While Congress has relied on CDBG-DR to provide flexible, long-term recovery assistance to communities in need, we have never provided a permanent authorization for the program.

CDBG-DR is a valuable tool in the federal disaster response toolkit to help communities across the country pick up the pieces and rebuild following disasters.

The program has helped families and communities address needs that have been unmet by insurance and federal assistance from the Federal Emergency Management Agency and Small Business Administration.

But as valuable as this aid has been, we have also heard from disaster survivors and from state and local governments, the General Accountability Office, and the Department of Housing and Urban Development itself – that we can and should do better.

In the absence of a permanent authorization, HUD must issue new regulations with each appropriation.

We have heard that the delays and lack of predictability stemming from the current process:

  • Delays in getting assistance out to families,
  • Communities prevented from doing the kind of early planning that will be most effective,
  • Confusion created for states, localities, and families over what resources are available to them.

Think about what these families are dealing with: Your home has been flooded or the business your family built was destroyed. You’re trying to deal with insurance claims. Bills are piling up. Debt collectors are calling.

The last thing you want to deal with is more delays, more red tape, more confusion.

Variations in appropriations and regulatory requirements between disasters can impose administrative and operational challenges for both HUD and grantees – particularly smaller communities or those administering multiple grants – and hinder efforts to build capacity.

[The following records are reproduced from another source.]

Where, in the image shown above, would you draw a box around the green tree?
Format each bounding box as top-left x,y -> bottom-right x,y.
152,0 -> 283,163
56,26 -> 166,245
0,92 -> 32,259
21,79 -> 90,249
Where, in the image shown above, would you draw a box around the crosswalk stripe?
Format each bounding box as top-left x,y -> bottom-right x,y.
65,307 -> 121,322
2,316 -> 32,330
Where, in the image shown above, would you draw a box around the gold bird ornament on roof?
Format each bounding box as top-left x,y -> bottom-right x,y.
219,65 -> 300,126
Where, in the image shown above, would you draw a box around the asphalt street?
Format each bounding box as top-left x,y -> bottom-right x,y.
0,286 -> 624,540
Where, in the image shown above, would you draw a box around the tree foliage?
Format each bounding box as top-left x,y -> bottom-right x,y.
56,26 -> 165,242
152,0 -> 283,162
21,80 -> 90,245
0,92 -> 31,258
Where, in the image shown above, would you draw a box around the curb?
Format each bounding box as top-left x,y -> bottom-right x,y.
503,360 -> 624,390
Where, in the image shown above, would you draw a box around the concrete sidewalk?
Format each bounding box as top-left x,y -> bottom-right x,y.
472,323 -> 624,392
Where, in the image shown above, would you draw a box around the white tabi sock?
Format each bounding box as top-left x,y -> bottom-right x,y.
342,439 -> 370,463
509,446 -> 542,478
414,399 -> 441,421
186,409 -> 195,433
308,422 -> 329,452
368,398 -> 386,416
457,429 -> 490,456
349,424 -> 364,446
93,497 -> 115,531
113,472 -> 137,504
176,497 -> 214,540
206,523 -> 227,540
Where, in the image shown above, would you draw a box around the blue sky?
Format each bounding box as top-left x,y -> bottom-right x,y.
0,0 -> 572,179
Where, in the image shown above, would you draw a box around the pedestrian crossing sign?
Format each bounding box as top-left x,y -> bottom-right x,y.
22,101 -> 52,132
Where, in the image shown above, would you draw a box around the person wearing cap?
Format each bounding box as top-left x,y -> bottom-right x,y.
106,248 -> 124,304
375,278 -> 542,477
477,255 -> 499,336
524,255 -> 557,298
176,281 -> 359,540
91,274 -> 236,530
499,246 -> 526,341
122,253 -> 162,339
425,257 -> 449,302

We also must do more to ensure that the most vulnerable members of our communities are not displaced, and that they can help their community recover.

In response to recommendations from GAO, HUD, and others, Senators Schatz, Collins, Young, Van Hollen, and Tester have offered the Reforming Disaster Recovery Act of 2021 (S. 2471) to authorize and improve the CDBG-DR program.

This is something that should be an opportunity for bipartisan, commonsense solutions – how we make government more efficient, and actually do the job it’s supposed to do for the people we serve.

Today, we will hear from our witnesses about how authorizing the CDBG-DR program could help our communities recover, and deliver resources in a more timely, effective, and equitable manner.

Without objection, I would like to enter into the record a letter from the Disaster Housing Recovery Coalition in support of S. 2471.